Remember something else. Last year’s 8-bid SEC netted the exact opposite of a March run for the conference. Forget the Final Four. Zero teams made the Elite Eight. That’s been the story of the 2020s for the SEC. We get an entire regular season that tells us that this isn’t the SEC that the league’s elder statesman, John Calipari, stepped into back in 2009-10, but then the March runs are nowhere to be found. The SEC’s lone coach who even reached the Elite Eight in the 2020s, Eric Musselman, isn’t getting into the NCAA Tournament without a ticket.

It’s well-documented that the last time the SEC produced a Final Four team was 2019. That year, Pearl’s squad became the first SEC team to reach the conference title game without a double-bye since it expanded to 14 teams. Not only did Auburn then win the conference tournament, but it also beat Kentucky in the Elite Eight en route to the Final Four (and it was a missed double-dribble call away from playing for a national title).

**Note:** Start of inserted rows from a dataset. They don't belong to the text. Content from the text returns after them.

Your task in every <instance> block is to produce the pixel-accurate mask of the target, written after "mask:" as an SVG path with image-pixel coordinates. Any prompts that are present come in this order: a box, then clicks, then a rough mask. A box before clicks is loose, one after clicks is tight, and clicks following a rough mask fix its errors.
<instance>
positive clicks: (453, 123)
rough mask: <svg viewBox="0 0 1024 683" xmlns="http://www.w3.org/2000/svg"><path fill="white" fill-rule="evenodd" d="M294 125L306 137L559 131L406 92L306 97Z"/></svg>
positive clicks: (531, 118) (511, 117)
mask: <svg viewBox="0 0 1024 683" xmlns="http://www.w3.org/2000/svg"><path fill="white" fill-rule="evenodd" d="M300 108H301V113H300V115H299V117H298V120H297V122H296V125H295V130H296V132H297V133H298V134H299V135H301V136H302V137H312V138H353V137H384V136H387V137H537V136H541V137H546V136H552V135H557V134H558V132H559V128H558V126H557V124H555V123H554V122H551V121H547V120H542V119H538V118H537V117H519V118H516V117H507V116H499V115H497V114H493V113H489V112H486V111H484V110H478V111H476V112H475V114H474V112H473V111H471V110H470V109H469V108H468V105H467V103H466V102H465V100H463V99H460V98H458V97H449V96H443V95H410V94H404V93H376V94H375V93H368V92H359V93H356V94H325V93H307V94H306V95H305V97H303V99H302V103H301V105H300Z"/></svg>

It’s possible that Auburn again holds the SEC’s best ticket for a March run. NET and KenPom certainly love the Tigers because of their ability to keep their foot on the gas (Saturday marked their first win by single digits all season). The lone Quad 1 win entering the week seems like a significant question mark facing a March run.

You could argue that Tennessee’s showing against Mississippi State was its worst of the year, which is only compounded by Rick Barnes’ historic struggles in March (last year’s win vs. Duke in the Round of 32 was his first time beating a single-digit seed in the NCAA Tournament since 2008). It’s worth noting that the Vols are +340 to make the Final Four at DraftKings, but the last time an SEC team missed the conference tournament championship and reached the Final Four was 2006 LSU.

Kentucky appeared to be playing its best basketball of the year on the heels of its most impressive win of the season at Tennessee. But then those defensive issues resurfaced against Texas A&M in the quarterfinal round, and we’re back to wondering if John Calipari’s March issues in the 2020s — he has 1 SEC Tournament game win and 1 NCAA Tournament game win since the decade began — are about to rear their ugly head.

And once upon a time, Alabama’s lights-out offense appeared to be setting itself up as one of the scariest March matchups. But those defensive issues against Florida brought the Tide back to a familiar place. Nate Oats had a less-fired-up approach than Pearl after his team’s SEC Tournament showing. It was instead a dose of reality for his defensively-deficient squad after allowing 102 points.

Yep. That feels like something that could be applied to the majority of the league’s tournament-bound squads.

As great as the SEC’s offensive depth is in 2024 — the conference has 4 of the nation’s top 16 teams in offensive efficiency — the defense in March will be questioned. Only 3 (Tennessee, Auburn and Mississippi State) rank among the top 40 in defensive efficiency. There’s a reason that’s the cutoff. Since KenPom began tracking efficiency in 2002, 2021 Baylor is the lone team to win a title without finishing among the nation’s top 40 in defensive efficiency, and the Bears were No. 47.

Take that for what it is. Also take conference tournament week for what it is. It can be equal parts confirmation bias and reality check. The SEC’s reality is a familiar one.

On Sunday afternoon, it’ll get a national spotlight on Selection Sunday. Auburn and Florida earned that right. Whether the selection committee actually takes Sunday’s results into seeding consideration is a different discussion for a different time (2023 Alabama is the SEC’s lone No. 1 seed in the last 7 NCAA Tournaments).

Once the confetti settles, either Todd Golden or Pearl will likely have some sort of postgame moment wherein they praise the conference and speak about what it means to be the last team standing in Nashville. They won’t be wrong.

But if they take it a step further and declare that the SEC is prepared for a March run, it shouldn’t be met with a vigorous nod. A shrug feels more appropriate.